Milan will ban cars from driving within the city on Sunday, a measure aimed at tackling high pollution levels, even as authorities consider new measures, such as prohibiting smoking at bus stops.
The measure – which is not the first time that Italy’s economic capital has banned driving within city limits – has been met with scepticism by some, with the regional counsellor for the environment, Raffaele Cattaneo, calling it “demagogy with a green sauce”.
Milan’s mayor, Beppe Sala, himself acknowledged the measure would not solve the city’s pollution problem in the long-term, pointing a finger at polluting heating systems and cars.
Smog has been a recurring problem in Italy’s industrial north, especially in Milan and neighbouring Turin, and previous authorities have often turned to banning cars.
A European Court of Auditors report published in September 2018 found that cars were a “major source of urban air pollution” in Milan, and said the most effective measures would be to limit their use.

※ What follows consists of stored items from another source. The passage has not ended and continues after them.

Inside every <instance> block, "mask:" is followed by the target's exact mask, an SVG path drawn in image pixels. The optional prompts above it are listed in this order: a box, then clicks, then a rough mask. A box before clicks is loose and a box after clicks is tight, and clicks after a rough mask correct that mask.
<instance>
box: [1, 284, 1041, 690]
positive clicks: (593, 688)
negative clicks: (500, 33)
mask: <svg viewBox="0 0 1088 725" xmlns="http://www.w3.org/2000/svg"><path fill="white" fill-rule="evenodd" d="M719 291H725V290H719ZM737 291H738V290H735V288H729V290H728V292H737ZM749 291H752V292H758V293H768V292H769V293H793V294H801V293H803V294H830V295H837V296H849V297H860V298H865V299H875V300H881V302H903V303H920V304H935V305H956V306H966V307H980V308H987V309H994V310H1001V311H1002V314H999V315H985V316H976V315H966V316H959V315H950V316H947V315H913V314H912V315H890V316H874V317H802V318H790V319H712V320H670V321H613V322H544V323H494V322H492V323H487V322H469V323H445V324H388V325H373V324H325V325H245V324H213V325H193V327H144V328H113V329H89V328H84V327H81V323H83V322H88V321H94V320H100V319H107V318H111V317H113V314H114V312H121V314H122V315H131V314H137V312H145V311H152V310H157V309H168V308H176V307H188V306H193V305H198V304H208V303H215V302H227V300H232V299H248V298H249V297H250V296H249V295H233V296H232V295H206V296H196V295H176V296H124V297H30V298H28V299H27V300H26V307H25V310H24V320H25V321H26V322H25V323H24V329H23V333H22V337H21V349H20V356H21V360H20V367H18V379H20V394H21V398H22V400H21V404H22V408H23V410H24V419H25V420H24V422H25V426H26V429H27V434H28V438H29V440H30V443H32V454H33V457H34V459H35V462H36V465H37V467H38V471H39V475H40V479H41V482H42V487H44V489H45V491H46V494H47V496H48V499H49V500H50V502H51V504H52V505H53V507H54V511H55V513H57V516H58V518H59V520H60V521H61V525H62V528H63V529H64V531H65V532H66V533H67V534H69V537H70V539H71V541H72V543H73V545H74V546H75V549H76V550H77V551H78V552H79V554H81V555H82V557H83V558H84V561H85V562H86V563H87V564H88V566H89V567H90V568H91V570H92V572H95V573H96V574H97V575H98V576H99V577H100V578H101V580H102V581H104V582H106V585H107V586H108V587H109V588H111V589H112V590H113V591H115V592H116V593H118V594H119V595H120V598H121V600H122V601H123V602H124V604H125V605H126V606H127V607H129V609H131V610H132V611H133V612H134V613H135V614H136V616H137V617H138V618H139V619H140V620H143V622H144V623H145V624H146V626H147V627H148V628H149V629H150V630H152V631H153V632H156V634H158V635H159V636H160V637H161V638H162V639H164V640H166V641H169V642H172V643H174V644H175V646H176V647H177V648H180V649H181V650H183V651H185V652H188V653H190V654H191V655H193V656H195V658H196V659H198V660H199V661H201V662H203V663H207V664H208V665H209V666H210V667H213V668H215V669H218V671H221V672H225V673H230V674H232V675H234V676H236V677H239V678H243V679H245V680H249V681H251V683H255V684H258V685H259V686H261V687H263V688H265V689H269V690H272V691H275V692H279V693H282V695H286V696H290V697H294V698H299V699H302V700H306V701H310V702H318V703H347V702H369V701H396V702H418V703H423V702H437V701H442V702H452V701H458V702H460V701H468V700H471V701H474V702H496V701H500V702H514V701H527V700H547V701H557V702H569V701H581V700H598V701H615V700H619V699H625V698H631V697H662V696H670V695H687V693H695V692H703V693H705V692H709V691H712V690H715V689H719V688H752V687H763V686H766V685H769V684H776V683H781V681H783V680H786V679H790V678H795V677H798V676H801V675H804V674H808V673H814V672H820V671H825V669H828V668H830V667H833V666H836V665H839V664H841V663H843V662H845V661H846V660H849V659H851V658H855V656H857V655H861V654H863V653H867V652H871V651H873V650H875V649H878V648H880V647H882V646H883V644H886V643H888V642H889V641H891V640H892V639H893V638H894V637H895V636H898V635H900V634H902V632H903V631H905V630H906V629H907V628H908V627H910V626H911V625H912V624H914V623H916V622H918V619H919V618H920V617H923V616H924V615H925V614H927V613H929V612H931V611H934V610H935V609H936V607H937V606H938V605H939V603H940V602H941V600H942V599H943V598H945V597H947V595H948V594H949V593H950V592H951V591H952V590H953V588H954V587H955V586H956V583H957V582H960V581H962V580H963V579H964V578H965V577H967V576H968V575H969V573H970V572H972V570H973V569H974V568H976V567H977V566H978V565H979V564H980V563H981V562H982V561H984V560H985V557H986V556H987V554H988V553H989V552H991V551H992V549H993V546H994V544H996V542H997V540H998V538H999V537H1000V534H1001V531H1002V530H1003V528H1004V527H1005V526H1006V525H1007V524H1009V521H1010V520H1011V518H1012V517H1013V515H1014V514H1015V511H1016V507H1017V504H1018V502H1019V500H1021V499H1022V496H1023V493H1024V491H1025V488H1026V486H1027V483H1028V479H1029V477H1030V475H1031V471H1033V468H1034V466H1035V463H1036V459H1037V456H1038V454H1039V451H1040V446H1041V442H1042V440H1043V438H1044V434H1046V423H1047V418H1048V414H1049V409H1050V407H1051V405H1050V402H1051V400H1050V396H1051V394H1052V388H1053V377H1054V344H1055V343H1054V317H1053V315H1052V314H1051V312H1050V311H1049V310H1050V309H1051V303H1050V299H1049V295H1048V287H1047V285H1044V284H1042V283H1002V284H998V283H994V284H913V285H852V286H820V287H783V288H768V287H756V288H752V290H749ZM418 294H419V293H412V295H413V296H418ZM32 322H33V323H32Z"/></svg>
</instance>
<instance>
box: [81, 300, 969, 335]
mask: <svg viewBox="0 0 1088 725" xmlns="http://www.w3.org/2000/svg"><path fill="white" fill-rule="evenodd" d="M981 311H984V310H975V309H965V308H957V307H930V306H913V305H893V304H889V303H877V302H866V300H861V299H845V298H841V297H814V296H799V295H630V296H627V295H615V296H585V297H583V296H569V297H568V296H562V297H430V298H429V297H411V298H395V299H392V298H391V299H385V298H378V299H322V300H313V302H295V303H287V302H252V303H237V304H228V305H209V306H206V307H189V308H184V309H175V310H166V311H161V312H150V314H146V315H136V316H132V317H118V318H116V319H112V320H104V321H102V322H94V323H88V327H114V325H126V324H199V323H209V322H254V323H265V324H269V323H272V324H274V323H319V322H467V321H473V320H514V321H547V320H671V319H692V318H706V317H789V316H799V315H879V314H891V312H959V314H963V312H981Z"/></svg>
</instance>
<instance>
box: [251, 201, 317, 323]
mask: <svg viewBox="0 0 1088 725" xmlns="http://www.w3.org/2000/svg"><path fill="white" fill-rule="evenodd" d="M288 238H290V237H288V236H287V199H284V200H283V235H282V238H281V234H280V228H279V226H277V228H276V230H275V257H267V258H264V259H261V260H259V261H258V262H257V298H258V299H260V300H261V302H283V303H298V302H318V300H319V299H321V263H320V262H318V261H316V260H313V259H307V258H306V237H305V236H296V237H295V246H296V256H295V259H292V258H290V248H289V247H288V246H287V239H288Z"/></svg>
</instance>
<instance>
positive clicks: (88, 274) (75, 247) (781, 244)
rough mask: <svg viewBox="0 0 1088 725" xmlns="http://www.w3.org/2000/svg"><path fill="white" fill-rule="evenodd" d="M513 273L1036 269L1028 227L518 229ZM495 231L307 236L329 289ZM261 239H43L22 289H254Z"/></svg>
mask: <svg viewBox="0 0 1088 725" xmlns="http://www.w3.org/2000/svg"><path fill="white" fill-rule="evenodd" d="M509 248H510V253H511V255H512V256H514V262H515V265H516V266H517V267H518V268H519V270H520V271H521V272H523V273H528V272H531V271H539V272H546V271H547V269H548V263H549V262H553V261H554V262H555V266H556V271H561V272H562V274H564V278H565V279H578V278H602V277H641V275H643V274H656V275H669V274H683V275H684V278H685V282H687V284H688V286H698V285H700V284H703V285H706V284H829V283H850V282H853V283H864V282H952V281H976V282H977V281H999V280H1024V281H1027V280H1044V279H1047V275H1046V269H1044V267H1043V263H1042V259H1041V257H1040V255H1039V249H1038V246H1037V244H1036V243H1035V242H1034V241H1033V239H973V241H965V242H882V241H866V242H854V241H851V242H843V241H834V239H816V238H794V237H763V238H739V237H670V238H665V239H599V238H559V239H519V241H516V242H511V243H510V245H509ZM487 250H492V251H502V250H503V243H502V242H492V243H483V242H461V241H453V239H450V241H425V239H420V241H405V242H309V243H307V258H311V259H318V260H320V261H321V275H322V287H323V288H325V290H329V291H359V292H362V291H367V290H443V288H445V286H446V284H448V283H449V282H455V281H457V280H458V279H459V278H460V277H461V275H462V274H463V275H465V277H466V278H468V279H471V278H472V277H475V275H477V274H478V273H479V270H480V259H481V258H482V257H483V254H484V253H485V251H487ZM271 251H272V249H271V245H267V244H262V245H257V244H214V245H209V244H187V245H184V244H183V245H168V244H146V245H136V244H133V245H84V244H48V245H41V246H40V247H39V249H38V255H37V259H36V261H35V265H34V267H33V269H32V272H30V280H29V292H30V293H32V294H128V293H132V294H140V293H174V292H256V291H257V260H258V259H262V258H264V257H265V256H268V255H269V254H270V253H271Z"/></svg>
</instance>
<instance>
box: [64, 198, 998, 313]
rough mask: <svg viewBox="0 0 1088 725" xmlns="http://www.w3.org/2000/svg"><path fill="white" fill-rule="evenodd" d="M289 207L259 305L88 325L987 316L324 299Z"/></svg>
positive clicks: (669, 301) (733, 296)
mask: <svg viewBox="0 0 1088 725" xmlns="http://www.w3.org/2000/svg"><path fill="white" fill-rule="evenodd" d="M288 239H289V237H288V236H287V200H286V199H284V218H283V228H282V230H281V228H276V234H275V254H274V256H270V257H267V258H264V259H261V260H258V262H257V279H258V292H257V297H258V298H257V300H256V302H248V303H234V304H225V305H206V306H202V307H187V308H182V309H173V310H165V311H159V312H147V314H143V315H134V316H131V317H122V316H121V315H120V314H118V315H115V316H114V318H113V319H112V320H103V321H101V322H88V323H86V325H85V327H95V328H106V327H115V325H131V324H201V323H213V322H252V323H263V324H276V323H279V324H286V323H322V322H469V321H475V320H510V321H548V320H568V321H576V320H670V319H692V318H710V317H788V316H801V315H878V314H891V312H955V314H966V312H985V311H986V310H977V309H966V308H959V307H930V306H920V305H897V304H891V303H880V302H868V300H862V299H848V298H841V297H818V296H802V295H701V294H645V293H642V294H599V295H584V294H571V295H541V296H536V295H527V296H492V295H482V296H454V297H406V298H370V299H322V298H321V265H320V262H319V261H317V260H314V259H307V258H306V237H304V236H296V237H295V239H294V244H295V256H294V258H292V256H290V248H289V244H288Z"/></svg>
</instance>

On Sunday, residents of Italy’s economic capital and tourists will have to get around via bike, electric scooter or public transport from 10:00 (9:00 GMT) to 18:00.
Some streets will remain open to traffic, in particular to allow access to the San Sir Stadium, where AC Milan meets Hellas Verona in the afternoon.
Earlier this month, Sala proposed that smoking be banned at bus and tram stops, part of a wider plan to ban smoking outright in open spaces by 2030. It will be submitted to the city council in March.
Cattaneo said cigarette smoke constitutes a mere 1.9 percent of environmental emissions.